Intoxication au monoxyde de carbone dans une école de LaSalle

Les pompiers ont mesuré un taux élevé de monoxyde de carbone dans la chaufferie de l’école primaire des Découvreurs.
Photo: Jacques Nadeau Le Devoir Les pompiers ont mesuré un taux élevé de monoxyde de carbone dans la chaufferie de l’école primaire des Découvreurs.

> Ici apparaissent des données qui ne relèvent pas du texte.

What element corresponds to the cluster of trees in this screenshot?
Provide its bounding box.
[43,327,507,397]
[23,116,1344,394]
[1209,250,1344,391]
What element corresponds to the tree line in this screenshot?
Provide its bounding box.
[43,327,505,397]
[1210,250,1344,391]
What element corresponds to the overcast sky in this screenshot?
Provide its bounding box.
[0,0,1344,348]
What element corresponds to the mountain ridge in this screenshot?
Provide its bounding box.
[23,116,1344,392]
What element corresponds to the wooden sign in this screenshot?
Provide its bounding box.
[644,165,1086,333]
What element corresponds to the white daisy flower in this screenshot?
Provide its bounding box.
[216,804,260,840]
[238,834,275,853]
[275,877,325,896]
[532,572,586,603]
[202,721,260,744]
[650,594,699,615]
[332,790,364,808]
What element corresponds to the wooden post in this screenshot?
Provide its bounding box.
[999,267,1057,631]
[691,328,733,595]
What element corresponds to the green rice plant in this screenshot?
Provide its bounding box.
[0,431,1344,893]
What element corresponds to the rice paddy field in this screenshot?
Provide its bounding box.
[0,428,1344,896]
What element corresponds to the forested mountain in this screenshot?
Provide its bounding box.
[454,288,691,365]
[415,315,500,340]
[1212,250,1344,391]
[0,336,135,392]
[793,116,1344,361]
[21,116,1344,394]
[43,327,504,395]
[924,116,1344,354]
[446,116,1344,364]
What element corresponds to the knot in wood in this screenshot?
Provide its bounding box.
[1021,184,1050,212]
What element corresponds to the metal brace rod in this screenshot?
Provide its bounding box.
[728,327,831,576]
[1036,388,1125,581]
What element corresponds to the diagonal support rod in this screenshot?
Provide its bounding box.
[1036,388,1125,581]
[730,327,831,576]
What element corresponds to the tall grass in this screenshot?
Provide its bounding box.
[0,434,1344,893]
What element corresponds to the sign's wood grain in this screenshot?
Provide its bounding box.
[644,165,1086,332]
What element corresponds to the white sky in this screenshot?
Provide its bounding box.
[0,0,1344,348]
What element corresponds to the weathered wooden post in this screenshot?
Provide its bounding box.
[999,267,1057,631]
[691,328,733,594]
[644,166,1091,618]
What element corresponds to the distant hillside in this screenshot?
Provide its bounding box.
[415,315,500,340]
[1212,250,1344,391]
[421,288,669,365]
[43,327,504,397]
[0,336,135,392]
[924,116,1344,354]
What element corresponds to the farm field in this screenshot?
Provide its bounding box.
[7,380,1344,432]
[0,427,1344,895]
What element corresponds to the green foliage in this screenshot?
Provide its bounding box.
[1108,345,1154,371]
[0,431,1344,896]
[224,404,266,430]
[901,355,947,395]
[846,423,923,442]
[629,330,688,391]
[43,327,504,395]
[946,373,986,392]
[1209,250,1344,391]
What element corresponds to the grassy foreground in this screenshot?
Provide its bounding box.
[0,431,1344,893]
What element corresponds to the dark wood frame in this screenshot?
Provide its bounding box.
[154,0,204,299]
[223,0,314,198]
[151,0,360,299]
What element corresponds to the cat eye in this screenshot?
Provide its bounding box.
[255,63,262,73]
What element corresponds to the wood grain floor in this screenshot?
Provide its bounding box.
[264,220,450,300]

L’école primaire des Découvreurs, située dans l’arrondissement de LaSalle, à Montréal, a été évacuée lundi matin quand de nombreux élèves et des membres du personnel ont ressenti un malaise, vraisemblablement lié à une fuite de monoxyde de carbone causée par une défaillance du système de chauffage. Toutes les personnes incommodées sont dans un état stable, selon les autorités médicales.

Quarante-trois personnes, trente-cinq enfants et huit adultes, ont été prises en charge par l’Hôpital de Montréal pour enfants, l’hôpital Sainte-Justine, l’hôpital Royal Victoria et l’hôpital du Sacré-Coeur.

« Les gens se plaignaient de maux de tête, de nausées, d’étourdissements et de faiblesse généralisée », explique Stéphane Smith, chef aux opérations chez Urgences-Santé. Ces symptômes correspondent exactement à l’intoxication par le monoxyde de carbone, souligne-t-il, sans pouvoir confirmer que ce gaz inodore et invisible soit bel et bien en cause. Les médecins pourront vérifier l’hypothèse grâce à des prises de sang.

Chose certaine, une forte concentration de monoxyde de carbone a été mesurée par les pompiers du Service de sécurité incendie de Montréal (SIM) à leur arrivée à l’école.

« On a constaté la présence de monoxyde de carbone dans des concentrations suffisantes pour causer des problèmes de santé », a déclaré au Devoir Éric Marcel, chef aux opérations au SIM. Les pompiers ont rapidement relié la présence de la substance dans l’air au système de chauffage au gaz naturel de l’école. Une défectuosité faisait en sorte que le combustible était mal brûlé et produisait les émanations toxiques.

Monoxyde de carbone

Des techniciens d’Énergir (ancien Gaz Métro) ont arrêté le système de chauffage et ont coupé l’alimentation en gaz naturel. L’entretien de la chaudière est cependant la responsabilité de l’école, Énergir n’étant qu’un distributeur. En après-midi, des plombiers ont été dépêchés sur place pour procéder aux réparations.

Dans la chaufferie, les pompiers ont mesuré un taux de monoxyde de carbone (CO) s’élevant à 900 parties par million (ppm). Dans le corridor, la concentration était de 175 ppm. « Dès 35 ppm, on procède à l’évacuation du bâtiment », spécifie Éric Martel.

Les effets du monoxyde de carbone sur l’organisme dépendent beaucoup du temps d’exposition. À l’hôpital Sacré-Coeur, dix patients ont eu de brefs traitements dans des chambres hyperbares — des caissons dont l’air contient seulement de l’oxygène et dont la pression est augmentée — afin de prévenir les séquelles tardives. Lundi, en soirée, au moins deux enfants avaient déjà obtenu leur congé de l’hôpital.

Peu après l’évacuation de l’école, les élèves ont été relocalisés dans le gymnase de l’école Notre-Dame-des-Rapides, à quelques pâtés de maisons. En fin d’après-midi, les enfants sortaient de ce refuge au compte-gouttes, à mesure que leurs parents venaient les chercher.

Selon Gina Guillemette, une porte-parole de la Commission scolaire Marguerite-Bourgeoys, de laquelle dépend l’école des Découvreurs, l’établissement disposait de détecteurs de monoxyde de carbone. Toutefois, ces appareils ne se sont pas déclenchés, et ce sont les symptômes des enfants qui ont convaincu la direction d’appeler le 911.

« Il y avait peut-être un défaut des détecteurs », souligne Mme Guillemette, qui reconnaît que la question devra être creusée.

Lundi, les pompiers ont procédé à la ventilation de l’école et à leur départ, vers 14 h 45, aucune trace de monoxyde de carbone n’y subsistait.

L’école des Découvreurs et son service de garde seront fermés mardi.